At this point in time, it isn’t far fetched to say that a majority of the devices on earth are dependent on the internet. Televisions, lamps, home lights, and a lot more. They are all objects that are interconnected through a network that gathers data and more, this is called the Internet of Things, also known as IoT. To do this, these objects need an IP address, and the one we use the most is IP version 4. In the 1980s, over 4 billion IPv4s were distributed for free. At the time, it was hoped that those addresses would last a lot longer than they did, but then they didn’t. In this blog, we’ll explain what role the Internet of Things had in the depletion of IPv4 addresses.
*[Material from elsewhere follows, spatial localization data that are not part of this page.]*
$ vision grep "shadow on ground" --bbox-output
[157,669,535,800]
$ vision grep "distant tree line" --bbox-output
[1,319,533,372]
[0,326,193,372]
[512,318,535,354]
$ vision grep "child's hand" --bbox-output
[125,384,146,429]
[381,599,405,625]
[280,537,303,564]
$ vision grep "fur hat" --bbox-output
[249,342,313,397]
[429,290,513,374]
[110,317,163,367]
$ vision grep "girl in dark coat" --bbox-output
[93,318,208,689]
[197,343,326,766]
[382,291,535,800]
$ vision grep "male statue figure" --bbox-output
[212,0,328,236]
What is the Internet of Things?
The Internet of Things is a network of physical objects that have technologies such as sensors, software, and more in order for them to connect and exchange data using the internet. If you have a desk lamp that can change colors using an app on your phone, that lamp is part of the Internet of Things. There are so many devices that are part of the IoT and the number of those devices has been growing since the start of the internet.
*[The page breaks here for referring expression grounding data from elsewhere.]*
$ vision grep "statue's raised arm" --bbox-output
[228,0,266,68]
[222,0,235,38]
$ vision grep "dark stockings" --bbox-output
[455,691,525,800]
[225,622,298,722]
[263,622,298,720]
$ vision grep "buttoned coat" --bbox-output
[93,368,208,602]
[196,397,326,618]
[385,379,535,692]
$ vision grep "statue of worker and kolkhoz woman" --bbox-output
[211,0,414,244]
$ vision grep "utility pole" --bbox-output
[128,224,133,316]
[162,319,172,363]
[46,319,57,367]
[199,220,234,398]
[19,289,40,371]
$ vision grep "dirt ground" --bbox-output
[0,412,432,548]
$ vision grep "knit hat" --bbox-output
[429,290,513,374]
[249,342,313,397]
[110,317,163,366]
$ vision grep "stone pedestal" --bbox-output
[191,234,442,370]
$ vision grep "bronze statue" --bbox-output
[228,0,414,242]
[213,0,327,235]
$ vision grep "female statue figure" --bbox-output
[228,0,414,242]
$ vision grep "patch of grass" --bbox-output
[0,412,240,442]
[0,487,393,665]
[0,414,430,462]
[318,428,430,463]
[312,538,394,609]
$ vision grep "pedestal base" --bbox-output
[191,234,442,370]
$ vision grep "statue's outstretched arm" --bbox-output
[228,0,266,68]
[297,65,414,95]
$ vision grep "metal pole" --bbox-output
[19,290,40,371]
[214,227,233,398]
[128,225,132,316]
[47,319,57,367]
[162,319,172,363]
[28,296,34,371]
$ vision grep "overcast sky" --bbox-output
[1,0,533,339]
How did the IoT help accelerate IPv4s depletion?
The devices part of the Internet of Things all are able to collect, exchange, and share data using the internet. They use sensors and other technologies to be able to do that but to be able to connect to the internet to do all of those things, each device needs a unique IP address. Because the devices part of the IoT was growing so rapidly, 4 billion IPv4 addresses quickly became a number that wasn’t going to cut it.
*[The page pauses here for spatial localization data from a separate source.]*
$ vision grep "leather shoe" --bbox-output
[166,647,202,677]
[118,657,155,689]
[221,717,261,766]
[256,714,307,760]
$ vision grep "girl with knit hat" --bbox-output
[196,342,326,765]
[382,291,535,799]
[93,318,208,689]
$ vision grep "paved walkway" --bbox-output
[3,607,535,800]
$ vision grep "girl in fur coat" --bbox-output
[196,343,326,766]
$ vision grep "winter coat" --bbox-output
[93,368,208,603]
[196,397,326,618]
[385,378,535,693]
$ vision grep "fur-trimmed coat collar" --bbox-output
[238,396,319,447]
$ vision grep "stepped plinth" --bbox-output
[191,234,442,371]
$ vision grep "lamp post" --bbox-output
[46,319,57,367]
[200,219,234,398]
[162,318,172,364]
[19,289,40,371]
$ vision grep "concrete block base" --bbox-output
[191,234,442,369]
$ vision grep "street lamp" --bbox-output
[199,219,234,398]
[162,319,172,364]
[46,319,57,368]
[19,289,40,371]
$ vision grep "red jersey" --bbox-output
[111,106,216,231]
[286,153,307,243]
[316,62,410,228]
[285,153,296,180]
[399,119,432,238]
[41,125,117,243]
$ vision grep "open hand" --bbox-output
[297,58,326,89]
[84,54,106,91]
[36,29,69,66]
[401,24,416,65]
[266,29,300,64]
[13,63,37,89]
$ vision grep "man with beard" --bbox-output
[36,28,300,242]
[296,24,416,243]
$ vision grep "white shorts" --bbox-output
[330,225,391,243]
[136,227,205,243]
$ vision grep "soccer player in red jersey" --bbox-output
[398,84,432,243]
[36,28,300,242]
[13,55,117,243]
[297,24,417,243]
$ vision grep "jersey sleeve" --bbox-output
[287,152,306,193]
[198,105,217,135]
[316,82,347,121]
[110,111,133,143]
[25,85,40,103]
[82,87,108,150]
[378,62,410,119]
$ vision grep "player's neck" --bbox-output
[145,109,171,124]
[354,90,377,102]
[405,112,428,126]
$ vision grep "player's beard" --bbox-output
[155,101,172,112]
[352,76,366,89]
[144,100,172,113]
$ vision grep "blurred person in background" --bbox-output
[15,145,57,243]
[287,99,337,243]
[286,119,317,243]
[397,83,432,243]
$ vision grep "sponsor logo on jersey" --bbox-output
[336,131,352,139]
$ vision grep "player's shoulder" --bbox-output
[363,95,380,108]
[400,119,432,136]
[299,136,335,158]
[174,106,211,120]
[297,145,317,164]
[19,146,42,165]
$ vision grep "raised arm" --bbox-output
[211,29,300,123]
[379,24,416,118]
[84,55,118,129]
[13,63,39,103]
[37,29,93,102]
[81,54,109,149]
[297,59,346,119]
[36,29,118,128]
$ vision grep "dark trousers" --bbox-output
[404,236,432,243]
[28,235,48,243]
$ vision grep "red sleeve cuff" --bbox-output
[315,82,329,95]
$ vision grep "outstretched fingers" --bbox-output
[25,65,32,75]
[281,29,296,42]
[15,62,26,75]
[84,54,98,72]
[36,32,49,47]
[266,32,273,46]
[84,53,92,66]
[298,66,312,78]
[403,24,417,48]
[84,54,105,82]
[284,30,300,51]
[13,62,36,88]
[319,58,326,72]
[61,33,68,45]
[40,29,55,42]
There’s no stopping the Internet of Things from growing further, however, the successor of IPv4 which is IPv6 will have more than enough space for a long time. Though, because IPv6 isn’t able to be used by everyone yet, IPv4 is still in high demand. People and organizations are choosing to sell IPv4 addresses and they are flying off of the metaphorical shelves. Sooner or later we will all be fully transitioned to using IPv6, ironically though, in order to do that IPv4 will need to be used to bridge the gap.